El “Dreyfus” guatemalteco
Por Armando de la Torre
En medio del torbellino mediático sobre la corrupción prevaleciente en los círculos más altos del gobierno encabezado por Otto Pérez Molina, y su vicepresidente, Roxana Baldeti –que acaba de renunciar bajo la presión de una indignada opinión pública–, se nos ha pasado casi del todo desapercibido el trato arbitrario e inicuo, por parte de la “justicia” del Cantón de Ginebra, en Suiza, contra el guatemalteco Erwin Sperisen, iniciado a instancias de la CICIG en el último mes en ejercicio del Alto Comisionado, Carlos Castresana.
El grueso de esa infame persecución iniciada primero contra Carlos Vielman, el ministro de Gobernación a propósito de los hechos en Pavón el 25 de septiembre del 2006, y extendido a Alejandro Giamattei, Director del Sistema Penitenciario, y ampliado a Erwin Sperisen, Director de la Policía Nacional Civil, y a Javier Figueroa, Director de Investigación de la Policía Nacional Civil, se originó durante la gestión del Alto Comisionado de la CICIG, Francisco Dall´Anese, un abogado marrullero de Costa Rica, prepotente y abusivo, a su turno objeto de una acusación penal en su país por parte del expresidente Miguel Ángel Rodríguez y de otra aún más hiriente de la ex investigadora de la CICIG, la costarricense Giselle Rivera, además de las denuncias en su contra de cuatro de sus guardaespaldas en Costa Rica por maltrato laboral.

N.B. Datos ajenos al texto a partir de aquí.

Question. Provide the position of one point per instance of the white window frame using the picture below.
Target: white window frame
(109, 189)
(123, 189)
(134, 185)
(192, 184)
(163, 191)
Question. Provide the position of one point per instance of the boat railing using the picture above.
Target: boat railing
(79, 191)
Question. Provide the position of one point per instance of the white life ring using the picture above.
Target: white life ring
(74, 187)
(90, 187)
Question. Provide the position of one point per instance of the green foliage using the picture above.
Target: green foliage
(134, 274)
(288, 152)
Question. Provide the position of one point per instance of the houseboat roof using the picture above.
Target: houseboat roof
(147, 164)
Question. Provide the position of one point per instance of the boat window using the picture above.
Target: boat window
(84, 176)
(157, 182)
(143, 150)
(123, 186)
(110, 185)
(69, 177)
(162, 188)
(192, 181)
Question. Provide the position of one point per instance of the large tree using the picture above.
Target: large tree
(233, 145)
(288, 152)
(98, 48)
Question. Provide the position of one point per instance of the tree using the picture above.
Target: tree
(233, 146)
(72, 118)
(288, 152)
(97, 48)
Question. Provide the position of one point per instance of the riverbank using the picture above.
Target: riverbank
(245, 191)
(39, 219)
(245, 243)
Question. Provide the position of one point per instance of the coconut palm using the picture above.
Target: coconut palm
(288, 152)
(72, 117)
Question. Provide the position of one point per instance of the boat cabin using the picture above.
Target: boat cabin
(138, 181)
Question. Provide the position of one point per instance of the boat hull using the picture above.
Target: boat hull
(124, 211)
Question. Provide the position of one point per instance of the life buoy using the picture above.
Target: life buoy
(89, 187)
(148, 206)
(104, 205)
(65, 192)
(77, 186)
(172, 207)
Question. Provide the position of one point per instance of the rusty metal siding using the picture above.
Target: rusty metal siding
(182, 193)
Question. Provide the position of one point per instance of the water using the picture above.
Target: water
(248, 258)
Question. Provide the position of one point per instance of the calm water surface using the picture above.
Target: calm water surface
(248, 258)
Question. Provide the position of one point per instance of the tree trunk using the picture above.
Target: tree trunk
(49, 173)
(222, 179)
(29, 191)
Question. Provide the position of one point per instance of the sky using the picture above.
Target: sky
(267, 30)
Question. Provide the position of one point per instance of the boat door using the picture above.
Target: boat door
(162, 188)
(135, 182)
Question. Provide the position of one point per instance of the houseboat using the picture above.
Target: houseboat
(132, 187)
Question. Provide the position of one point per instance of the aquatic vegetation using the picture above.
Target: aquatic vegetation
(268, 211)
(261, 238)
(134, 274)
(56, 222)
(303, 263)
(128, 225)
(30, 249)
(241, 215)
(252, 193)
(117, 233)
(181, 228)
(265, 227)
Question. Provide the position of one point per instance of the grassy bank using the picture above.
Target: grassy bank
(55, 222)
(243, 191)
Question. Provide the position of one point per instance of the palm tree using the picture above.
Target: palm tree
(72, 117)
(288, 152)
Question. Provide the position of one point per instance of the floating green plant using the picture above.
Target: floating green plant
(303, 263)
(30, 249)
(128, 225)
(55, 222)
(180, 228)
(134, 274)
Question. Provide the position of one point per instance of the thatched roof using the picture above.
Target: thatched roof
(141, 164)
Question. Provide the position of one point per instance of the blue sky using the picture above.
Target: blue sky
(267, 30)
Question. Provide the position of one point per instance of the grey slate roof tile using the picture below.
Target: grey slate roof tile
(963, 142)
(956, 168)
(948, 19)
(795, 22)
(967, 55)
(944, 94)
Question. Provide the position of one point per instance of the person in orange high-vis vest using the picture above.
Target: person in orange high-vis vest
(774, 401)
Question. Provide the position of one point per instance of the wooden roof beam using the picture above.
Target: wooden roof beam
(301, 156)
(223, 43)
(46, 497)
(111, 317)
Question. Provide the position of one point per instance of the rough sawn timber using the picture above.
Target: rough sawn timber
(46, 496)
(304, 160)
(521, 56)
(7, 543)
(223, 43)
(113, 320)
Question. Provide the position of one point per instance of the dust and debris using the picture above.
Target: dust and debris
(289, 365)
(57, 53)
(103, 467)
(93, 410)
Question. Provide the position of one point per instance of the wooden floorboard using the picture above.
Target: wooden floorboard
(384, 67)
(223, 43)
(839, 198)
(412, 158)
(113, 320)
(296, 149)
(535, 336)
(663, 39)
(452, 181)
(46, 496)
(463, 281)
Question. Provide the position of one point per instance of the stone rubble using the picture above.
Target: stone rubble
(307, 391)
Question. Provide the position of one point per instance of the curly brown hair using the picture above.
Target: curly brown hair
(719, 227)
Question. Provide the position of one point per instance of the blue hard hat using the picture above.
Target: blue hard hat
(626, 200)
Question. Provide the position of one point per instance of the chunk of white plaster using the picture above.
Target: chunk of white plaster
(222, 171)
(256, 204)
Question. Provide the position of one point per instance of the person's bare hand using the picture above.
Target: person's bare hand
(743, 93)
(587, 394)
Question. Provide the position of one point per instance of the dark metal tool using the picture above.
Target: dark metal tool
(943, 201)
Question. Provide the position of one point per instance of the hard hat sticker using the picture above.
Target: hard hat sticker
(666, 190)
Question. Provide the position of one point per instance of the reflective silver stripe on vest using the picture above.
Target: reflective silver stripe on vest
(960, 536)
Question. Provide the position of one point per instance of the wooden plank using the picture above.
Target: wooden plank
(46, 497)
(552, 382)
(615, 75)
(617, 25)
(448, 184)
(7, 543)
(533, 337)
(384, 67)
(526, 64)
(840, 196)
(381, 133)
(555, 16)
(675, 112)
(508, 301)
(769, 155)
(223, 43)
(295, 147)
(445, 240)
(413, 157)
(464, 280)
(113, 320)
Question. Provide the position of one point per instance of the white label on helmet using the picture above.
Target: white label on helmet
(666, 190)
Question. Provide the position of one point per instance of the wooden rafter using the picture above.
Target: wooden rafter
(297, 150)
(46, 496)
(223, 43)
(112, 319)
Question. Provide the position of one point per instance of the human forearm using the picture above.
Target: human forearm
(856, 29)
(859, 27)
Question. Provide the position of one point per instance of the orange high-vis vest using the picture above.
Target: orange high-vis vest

El actual gobierno, como ha sido su costumbre y la de los anteriores, no ha levantado un dedo para defender a un compatriota guatemalteco maltratado allende nuestras fronteras, cuando sus derechos humanos han sido ostensiblemente atropellados.
Ello ha ocurrido con el concurso de ciertos agitadores de la izquierda ideológica de nuestro patio, bien conocidos entre nosotros, como Claudia Paz y Paz, y del nada imparcial predecesor del actual Alto Comisionado de la CICIG, ese costarricense Francisco Dall´Anese. Pero la responsabilidad última de lo que ha sido y es una repugnante injusticia yace enteramente con el aparato pesquisidor del Cantón de Ginebra en Suiza, encabezado por Yves Bertossa.
Lo que me trae a la memoria el celebérrimo caso de Alfred Dreyfus, el evento dramático más sonado en la historia de la justicia penal francesa, de fines del siglo XIX.
Dreyfus, un capitán inteligente y honorable, que laboraba en el Estado Mayor francés, acarreaba el estigma, a los ojos de algunos retrógrados de entonces, de ser judío. Lo que lo convirtió ipso facto en víctima propiciatoria cuando el servicio de contraespionaje detectó una fuga de secretos militares hacia el enemigo de siglos alemán.
Fue arrestado el 15 de octubre de 1894 y acusado de alta traición ante una corte marcial, condenado, degradado y enviado a languidecer hasta su eventual muerte a la Isla del Diablo, en la Guayana francesa, el 5 de enero de 1895. Él, mientras tanto no pudo hacer otra cosa que reiterar bajo juramento su inocencia, pero todo le fue en vano.
En el mes de agosto, sin embargo, un nuevo jefe de la inteligencia militar, el coronel Georges Picquart, reportó a sus superiores que el traidor en realidad era el Mayor Ferdinand Esterhazy, condecorado héroe de la guerra en África, pero alcohólico empedernido y plagado de deudas. En respuesta, el Alto Mando lo destituyó inmediatamente y lo envió a vegetar en una oscura guarnición de Túnez, en el norte de África.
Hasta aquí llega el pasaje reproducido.